52 Views Asked by At

Problem: How create regex to parse "DISNAY LAND 2.0 GCP" like name from Array of lines in Scala like this:

DE1ALAT0002  32.4756  -86.4393  106.1 ZQ DISNAY LAND 2.0 GCP             23456

//For using in code:


val regex = """(?:[\d\.\d]){2}\s*(?:[\d.\d])\s*(ZQ)\s*([A-Z])""".r . // my attempt
  val getName = row match {
    case regex(name) => name
    case _ =>
  }

I'm sure only in:

1) there is different number of spaces between values 2) useful value "DISNAY LAND 2.0 GCP" come after double number and "ZQ" letters 3) name separating with one space and may consist of one or many words 4) name ending with two or more spaces

sorry if I repeat the question, but after a long search I did not find the right solution

Many thank for answers

1

There are 1 best solutions below

0
Wiktor Stribiżew On

You may use an .unanchored pattern like

\d\.\d+\s+ZQ\s+(\S+(?:\s\S+)*)

See the regex demo.
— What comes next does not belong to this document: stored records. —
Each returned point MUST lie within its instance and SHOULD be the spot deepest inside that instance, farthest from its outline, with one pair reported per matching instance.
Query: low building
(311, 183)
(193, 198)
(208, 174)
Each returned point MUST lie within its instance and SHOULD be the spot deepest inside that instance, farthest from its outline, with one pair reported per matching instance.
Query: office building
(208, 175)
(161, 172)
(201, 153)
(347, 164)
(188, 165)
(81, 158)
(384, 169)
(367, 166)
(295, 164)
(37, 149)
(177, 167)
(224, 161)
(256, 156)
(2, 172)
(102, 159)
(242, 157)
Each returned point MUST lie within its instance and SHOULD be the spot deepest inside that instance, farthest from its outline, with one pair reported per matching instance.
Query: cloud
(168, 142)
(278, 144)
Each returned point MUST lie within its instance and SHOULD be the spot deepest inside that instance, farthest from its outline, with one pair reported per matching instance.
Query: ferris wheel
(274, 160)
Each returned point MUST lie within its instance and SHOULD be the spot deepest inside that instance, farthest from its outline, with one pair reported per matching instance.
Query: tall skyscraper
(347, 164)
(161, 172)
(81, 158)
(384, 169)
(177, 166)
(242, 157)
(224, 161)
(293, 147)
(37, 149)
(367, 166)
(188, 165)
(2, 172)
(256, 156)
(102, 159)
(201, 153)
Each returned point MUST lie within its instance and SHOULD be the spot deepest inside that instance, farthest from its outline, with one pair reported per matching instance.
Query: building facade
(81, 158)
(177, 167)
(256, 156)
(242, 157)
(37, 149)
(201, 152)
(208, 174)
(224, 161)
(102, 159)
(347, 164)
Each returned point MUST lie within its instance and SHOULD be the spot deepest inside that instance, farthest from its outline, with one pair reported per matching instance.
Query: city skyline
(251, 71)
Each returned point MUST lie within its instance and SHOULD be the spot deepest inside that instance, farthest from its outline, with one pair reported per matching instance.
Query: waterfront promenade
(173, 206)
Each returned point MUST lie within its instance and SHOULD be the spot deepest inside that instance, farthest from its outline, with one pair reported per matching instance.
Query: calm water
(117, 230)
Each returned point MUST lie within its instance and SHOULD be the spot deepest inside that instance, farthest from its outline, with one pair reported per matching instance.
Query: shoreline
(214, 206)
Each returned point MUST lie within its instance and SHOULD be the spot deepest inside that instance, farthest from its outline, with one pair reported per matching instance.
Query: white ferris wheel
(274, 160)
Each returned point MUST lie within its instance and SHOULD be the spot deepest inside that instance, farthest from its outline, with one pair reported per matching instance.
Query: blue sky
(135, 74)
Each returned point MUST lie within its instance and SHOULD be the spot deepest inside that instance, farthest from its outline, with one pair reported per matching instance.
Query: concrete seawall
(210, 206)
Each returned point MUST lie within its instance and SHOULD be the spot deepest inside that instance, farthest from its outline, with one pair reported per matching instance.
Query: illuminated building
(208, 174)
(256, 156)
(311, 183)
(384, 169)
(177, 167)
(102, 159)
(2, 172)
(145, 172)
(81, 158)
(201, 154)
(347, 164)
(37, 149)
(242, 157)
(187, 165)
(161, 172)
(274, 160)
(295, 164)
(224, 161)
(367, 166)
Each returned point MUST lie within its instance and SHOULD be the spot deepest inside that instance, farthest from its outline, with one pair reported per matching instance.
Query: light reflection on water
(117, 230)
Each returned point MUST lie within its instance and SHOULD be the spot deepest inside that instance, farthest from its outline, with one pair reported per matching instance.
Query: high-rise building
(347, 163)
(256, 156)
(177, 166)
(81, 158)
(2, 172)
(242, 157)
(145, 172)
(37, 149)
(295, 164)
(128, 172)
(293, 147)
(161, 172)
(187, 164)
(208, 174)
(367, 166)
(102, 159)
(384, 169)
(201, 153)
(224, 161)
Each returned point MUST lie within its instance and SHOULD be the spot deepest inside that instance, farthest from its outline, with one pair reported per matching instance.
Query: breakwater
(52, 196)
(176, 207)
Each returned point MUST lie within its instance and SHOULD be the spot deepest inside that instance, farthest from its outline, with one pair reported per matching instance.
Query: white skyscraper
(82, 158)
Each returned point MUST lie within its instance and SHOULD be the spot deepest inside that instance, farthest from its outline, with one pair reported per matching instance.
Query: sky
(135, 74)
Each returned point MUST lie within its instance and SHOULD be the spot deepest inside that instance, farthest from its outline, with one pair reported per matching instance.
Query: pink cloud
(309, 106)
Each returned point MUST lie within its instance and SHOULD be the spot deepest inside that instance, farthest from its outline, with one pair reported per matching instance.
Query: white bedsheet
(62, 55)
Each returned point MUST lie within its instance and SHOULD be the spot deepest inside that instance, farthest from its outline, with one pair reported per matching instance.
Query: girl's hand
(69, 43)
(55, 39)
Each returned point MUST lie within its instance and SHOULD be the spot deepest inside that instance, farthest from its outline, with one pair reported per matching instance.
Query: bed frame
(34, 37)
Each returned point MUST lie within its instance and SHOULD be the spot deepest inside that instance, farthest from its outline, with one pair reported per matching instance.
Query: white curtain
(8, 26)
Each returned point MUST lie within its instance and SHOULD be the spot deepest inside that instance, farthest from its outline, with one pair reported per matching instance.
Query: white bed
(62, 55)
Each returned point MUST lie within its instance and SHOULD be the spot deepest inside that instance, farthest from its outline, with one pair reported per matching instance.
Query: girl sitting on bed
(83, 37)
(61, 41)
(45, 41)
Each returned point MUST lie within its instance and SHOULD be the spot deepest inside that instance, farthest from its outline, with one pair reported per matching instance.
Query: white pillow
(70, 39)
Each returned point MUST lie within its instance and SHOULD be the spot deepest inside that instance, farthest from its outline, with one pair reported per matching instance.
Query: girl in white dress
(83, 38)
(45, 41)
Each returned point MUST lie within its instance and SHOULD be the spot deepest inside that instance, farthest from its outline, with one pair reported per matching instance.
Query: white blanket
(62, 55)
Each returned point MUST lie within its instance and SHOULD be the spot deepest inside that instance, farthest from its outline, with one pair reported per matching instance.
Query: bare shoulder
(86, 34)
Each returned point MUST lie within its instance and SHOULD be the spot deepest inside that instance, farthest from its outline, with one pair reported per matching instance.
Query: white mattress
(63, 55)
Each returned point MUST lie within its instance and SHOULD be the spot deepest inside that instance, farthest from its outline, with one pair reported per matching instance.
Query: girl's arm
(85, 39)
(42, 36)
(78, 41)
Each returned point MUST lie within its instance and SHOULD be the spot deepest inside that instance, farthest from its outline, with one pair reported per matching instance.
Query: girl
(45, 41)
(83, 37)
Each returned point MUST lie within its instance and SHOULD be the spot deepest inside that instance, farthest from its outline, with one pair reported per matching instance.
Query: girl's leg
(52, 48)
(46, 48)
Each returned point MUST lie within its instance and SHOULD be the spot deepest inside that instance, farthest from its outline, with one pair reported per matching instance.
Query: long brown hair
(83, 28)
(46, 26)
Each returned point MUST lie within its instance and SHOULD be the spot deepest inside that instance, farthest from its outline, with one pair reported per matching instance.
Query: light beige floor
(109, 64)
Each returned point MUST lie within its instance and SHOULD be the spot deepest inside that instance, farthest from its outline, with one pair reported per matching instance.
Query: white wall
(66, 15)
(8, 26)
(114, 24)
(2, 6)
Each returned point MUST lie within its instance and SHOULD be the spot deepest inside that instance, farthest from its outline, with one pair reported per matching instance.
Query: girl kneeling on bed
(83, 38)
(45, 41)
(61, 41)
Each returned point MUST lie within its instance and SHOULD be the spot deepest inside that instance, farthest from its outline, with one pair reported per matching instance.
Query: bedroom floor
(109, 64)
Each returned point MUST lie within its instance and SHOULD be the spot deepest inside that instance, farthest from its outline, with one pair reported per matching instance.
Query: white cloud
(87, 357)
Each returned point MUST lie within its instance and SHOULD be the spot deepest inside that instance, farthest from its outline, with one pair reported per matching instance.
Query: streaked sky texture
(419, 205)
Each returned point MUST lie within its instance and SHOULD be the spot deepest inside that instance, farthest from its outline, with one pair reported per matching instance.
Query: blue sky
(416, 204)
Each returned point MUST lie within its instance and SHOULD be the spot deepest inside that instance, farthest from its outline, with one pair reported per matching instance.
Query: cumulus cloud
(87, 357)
Details

  • \d\.\d+ - 1 digit, . and then 1+ digits
  • \s+ - 1+ whitespaces
  • ZQ - ZQ substring
  • \s+ - 1+ whitespaces (here, the left-hand side context definition ends, now, starting to capture the value we need to return)
  • (\S+(?:\s\S+)*) - Capturing group 1:
    • \S+ - 1 or more non-whitespace chars
    • (?:\s\S+)* - a non-capturing group that matches 0 or more sequences of a single whitespace (\s) and then 1+ non-whitespace chars (so, up to the double whitespace or end of string).

Scala demo:

val regex = """\d\.\d+\s+ZQ\s+(\S+(?:\s\S+)*)""".r.unanchored
val row = "DE1ALAT0002  32.4756  -86.4393  106.1 ZQ DISNAY LAND 2.0 GCP             23456"
val getName = row match {
  case regex(name) => name
  case _ =>
}
print(getName) 

Output: DISNAY LAND 2.0 GCP